I recently ran into a problem where an application bug caused a handler to exceed the 10 minute timeout permitted with MSMQ and DTC. What ended up happening was as follows:
T +0 - Start processing message
T +10 min - DTC transaction expired, so NServiceBus starts processing the message again so we have two instance of the handler running simultaneously
T +15 min - The first instance eventually performs an action where DTC throws an exception due to the transaction being aborted (e.g. data access, send message, commit transaction, etc.). It’s not clear to me if the NServiceBus immediate retry logic caused the message to get handled simultaneously again or not.
T +20 min - The DTC transaction expired for the second instance of handling the message, so we now end up with at least two instance of the handler running simultaneously again.
This continued for a couple hours until all of the timeouts were expired. Processing this message multiple times simultaneously blocked other messages from being processed for an extended period of time.
Obviously one of the solutions to this problem is to avoid application bugs that cause long running transactions, but I’m looking for a way to try and mitigate this sort of problem if we ever have bugs of this sort again.

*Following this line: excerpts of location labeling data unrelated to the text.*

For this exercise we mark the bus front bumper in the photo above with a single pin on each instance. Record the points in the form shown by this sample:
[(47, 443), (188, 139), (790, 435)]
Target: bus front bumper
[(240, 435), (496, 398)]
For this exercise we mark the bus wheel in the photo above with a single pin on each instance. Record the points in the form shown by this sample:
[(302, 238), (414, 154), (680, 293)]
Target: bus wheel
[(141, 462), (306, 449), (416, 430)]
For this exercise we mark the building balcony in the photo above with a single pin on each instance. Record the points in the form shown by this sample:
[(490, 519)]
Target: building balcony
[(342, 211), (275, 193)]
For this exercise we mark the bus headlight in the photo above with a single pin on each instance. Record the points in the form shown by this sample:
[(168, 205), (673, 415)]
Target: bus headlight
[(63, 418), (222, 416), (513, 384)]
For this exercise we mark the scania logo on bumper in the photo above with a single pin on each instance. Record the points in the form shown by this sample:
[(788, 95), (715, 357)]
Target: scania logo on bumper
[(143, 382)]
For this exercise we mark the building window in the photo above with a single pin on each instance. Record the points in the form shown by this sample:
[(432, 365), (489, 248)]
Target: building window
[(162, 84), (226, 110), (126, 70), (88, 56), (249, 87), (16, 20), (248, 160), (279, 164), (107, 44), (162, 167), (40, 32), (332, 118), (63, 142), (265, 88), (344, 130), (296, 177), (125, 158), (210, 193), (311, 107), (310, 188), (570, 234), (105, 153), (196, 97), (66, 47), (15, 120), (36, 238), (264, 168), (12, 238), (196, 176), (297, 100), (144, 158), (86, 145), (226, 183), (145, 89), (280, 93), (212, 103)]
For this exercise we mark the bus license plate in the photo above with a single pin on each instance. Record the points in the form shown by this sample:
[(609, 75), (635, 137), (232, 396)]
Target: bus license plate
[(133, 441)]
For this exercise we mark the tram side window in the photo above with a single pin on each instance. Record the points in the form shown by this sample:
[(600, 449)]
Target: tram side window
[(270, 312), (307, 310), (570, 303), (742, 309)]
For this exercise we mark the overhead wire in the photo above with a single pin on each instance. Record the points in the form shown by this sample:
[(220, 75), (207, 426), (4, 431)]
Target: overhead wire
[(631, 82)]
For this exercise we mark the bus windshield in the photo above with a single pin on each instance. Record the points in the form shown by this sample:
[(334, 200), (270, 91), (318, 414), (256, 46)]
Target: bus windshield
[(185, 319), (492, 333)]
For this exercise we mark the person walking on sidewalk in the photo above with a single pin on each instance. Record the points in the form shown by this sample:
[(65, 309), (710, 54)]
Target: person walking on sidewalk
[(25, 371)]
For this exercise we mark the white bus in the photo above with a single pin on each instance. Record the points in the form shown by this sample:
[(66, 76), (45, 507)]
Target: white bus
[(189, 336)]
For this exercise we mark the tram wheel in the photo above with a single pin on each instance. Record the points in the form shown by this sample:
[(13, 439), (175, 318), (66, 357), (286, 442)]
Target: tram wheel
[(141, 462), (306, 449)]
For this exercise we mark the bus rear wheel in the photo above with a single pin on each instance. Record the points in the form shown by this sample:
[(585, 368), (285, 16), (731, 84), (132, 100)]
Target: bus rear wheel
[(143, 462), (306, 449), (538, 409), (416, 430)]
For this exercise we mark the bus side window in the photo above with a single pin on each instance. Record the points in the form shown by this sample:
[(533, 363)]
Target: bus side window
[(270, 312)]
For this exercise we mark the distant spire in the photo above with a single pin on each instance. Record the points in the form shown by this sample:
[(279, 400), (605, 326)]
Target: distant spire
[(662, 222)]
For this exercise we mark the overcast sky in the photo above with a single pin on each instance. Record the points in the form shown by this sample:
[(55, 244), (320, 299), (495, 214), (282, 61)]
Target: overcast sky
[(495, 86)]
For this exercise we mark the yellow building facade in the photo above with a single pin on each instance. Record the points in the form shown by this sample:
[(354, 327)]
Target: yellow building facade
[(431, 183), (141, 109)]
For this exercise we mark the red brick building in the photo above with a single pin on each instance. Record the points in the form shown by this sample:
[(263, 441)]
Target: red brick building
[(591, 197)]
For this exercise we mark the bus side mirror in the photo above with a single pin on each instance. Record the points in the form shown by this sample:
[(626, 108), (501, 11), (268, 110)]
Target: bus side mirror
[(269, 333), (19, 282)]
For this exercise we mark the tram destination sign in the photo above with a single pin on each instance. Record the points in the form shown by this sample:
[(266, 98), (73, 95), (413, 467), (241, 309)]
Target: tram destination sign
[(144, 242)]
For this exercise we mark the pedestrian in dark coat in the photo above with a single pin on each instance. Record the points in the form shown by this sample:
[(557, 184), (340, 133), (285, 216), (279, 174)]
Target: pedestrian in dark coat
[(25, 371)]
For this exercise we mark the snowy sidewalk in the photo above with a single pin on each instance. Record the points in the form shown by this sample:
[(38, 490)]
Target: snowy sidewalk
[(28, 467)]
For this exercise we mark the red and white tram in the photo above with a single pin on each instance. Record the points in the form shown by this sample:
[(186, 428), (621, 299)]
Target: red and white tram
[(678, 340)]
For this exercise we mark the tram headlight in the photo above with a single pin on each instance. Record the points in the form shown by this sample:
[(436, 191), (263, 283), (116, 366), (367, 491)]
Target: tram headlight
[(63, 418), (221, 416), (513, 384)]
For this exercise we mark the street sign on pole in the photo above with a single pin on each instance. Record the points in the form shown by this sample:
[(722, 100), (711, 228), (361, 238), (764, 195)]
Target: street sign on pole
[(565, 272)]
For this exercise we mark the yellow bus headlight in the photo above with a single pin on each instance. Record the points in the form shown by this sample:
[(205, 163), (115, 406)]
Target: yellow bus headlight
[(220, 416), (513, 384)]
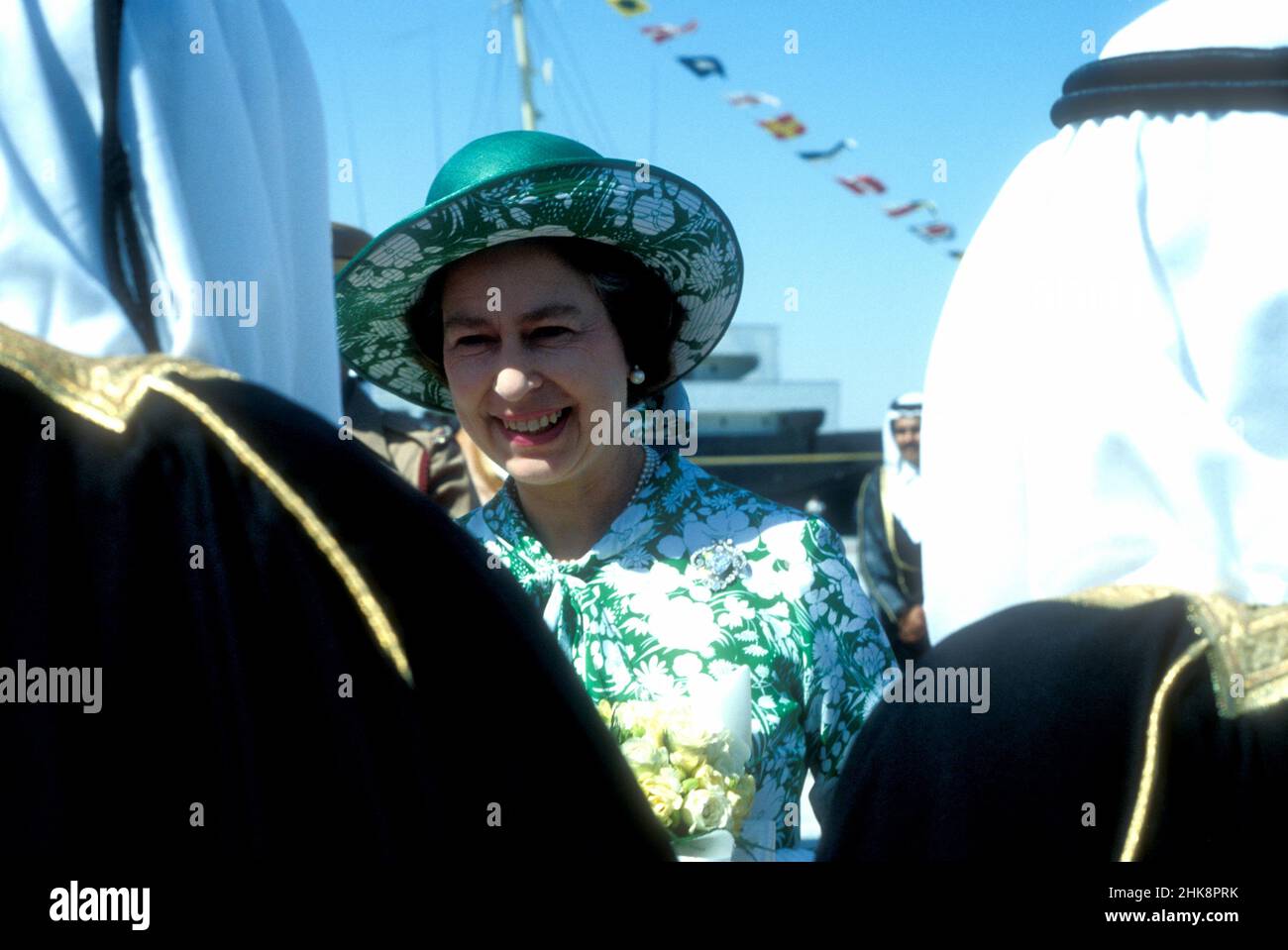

My first thought was to use the RecoverabilityAction extension point to provide some custom handling for this case, but because the DTC transaction is aborted well before we actually get the exception raised in the application, it doesn’t actually help.
Is there anything I can do at the NServiceBus level to try to mitigate this sort of problem? Ideally, I’d like to be able to do the following:
- Ensure that we don’t have the same message being processed multiple times simultaneously when a transaction times out
- Avoid immediate retries when a transaction times out so that other messages can be processed first rather than getting blocked behind the message that timed out.